E o que foi sustentado oralmente pelo senhor no plenário?
AMF: Em primeiro lugar, eu sustentei a inconstitucionalidade absoluta da lei, para que o tribunal simplesmente declarasse que estes dispositivos não têm validade. E, subsidiariamente, assim como disse o relator do caso, sugeri uma interpretação conforme, mais proporcional. Porque não é possível que o traficante, que vende cocaína, tenha metade da pena do sujeito que estava vendendo um anabolizante sem nota fiscal.
A lei, da maneira como está escrita, é inconstitucional. Mas é possível interpretá-la de uma maneira que tenha conformidade com a constituição. Isso é uma doutrina que surgiu na Alemanha e foi trazida para o Brasil para evitar casos como esse, em que a inconstitucionalidade de uma lei leva os casos a um “buraco negro”. Porque o anabolizante não é inócuo, já que pode causar hepatite, mas não é a mesma coisa que falsificar um remédio vital.
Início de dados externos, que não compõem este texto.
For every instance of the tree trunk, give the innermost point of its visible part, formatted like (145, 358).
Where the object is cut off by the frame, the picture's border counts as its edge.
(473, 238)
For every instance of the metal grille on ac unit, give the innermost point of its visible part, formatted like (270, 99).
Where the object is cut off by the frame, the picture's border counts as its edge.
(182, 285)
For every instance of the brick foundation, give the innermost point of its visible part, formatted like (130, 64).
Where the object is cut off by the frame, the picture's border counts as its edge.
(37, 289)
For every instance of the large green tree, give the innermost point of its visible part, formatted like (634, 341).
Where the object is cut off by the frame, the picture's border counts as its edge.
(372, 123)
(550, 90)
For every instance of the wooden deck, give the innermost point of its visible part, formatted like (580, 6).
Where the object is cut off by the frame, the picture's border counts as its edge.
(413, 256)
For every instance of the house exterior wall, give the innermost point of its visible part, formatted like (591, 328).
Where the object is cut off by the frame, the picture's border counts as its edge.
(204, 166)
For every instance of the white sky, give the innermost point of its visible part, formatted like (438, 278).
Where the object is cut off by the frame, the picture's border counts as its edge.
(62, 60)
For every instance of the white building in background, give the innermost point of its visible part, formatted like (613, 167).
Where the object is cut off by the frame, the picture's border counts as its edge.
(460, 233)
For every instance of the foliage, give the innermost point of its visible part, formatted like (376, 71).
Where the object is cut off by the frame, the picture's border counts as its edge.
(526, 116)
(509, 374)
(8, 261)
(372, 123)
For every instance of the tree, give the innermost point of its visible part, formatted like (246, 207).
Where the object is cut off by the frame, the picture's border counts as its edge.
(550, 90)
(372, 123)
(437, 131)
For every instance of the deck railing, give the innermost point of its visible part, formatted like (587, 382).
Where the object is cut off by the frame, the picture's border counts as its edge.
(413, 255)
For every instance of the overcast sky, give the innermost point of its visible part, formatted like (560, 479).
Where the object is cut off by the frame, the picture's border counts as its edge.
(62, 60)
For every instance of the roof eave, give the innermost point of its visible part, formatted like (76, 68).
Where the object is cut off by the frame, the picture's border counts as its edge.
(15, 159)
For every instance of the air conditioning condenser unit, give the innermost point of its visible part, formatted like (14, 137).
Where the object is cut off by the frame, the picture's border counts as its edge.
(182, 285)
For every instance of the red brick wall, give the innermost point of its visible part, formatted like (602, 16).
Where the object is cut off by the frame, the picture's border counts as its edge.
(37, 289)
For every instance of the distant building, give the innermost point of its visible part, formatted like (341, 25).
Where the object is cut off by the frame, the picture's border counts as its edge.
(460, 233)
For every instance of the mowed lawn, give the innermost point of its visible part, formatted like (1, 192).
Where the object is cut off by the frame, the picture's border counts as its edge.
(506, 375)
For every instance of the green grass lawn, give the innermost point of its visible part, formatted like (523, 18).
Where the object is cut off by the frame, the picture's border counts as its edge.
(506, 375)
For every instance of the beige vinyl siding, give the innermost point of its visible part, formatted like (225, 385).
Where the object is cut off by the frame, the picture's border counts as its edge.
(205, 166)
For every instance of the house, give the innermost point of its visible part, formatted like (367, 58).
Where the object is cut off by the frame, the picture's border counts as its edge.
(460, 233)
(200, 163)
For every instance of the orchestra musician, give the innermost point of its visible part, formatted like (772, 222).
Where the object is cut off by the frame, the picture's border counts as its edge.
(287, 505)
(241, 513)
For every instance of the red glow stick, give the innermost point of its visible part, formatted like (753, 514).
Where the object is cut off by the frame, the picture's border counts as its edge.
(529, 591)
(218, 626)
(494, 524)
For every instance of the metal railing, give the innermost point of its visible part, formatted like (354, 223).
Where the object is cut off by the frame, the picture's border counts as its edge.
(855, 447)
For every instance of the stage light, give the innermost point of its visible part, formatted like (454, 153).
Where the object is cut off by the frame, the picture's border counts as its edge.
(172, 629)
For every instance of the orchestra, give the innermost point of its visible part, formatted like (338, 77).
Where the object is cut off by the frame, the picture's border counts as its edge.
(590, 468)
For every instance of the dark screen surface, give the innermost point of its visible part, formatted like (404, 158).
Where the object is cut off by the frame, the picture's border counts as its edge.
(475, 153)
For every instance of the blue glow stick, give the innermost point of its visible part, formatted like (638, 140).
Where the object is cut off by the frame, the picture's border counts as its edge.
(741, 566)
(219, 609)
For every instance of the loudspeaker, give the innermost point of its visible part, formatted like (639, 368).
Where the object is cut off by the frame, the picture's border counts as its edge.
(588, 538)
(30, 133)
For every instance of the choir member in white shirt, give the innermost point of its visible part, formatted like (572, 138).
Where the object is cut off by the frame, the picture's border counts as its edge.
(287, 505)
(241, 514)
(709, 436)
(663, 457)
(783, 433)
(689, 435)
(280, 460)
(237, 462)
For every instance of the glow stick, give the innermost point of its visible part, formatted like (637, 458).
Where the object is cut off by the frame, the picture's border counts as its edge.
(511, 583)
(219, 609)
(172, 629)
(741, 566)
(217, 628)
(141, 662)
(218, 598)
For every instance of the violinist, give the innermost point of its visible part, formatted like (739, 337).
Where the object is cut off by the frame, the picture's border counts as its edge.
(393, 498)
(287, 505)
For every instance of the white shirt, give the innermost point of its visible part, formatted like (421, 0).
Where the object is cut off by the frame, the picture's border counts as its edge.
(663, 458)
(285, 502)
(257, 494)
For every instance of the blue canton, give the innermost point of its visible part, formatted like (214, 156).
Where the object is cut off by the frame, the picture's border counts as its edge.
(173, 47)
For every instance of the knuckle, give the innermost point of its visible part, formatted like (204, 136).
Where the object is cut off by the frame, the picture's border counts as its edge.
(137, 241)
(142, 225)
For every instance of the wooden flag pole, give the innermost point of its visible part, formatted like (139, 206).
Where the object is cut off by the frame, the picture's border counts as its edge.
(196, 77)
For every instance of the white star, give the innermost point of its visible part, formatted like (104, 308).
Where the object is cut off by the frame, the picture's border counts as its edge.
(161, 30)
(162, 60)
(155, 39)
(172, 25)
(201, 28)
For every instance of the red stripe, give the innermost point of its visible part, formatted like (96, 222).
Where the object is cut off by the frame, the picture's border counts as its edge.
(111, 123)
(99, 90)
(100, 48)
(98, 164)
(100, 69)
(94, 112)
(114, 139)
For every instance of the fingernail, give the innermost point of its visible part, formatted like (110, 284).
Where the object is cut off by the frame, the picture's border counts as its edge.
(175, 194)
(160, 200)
A interpretação conforme sugere que se aplique a pena do pequeno traficante para este tipo de caso. Então temos, pela lei dos remédios, a pena mínima de dez anos. A do tráfico é de cinco anos e a do pequeno traficante, reduzida de um a dois terços, que comporta pena substitutiva. E para que seja acolhida pela maioria do plenário, só nos falta um voto. Ao meu ver, isso é uma vitória para o direito de defesa. Então, para mim, é resultado de uma importante atuação do IDDD.
Se declarada a inconstitucionalidade, o que se espera da atuação do judiciário em casos semelhantes?
AMF: Acredito que, se declarada a inconstitucionalidade, o judiciário acompanhará a decisão do STJ em casos parecidos. Porque o STJ tem essa função constitucional de unificar a jurisprudência, a interpretação das leis federais. A decisão não é como a súmula vinculante do Supremo, mas é uma diretriz que a maioria do judiciário deve seguir.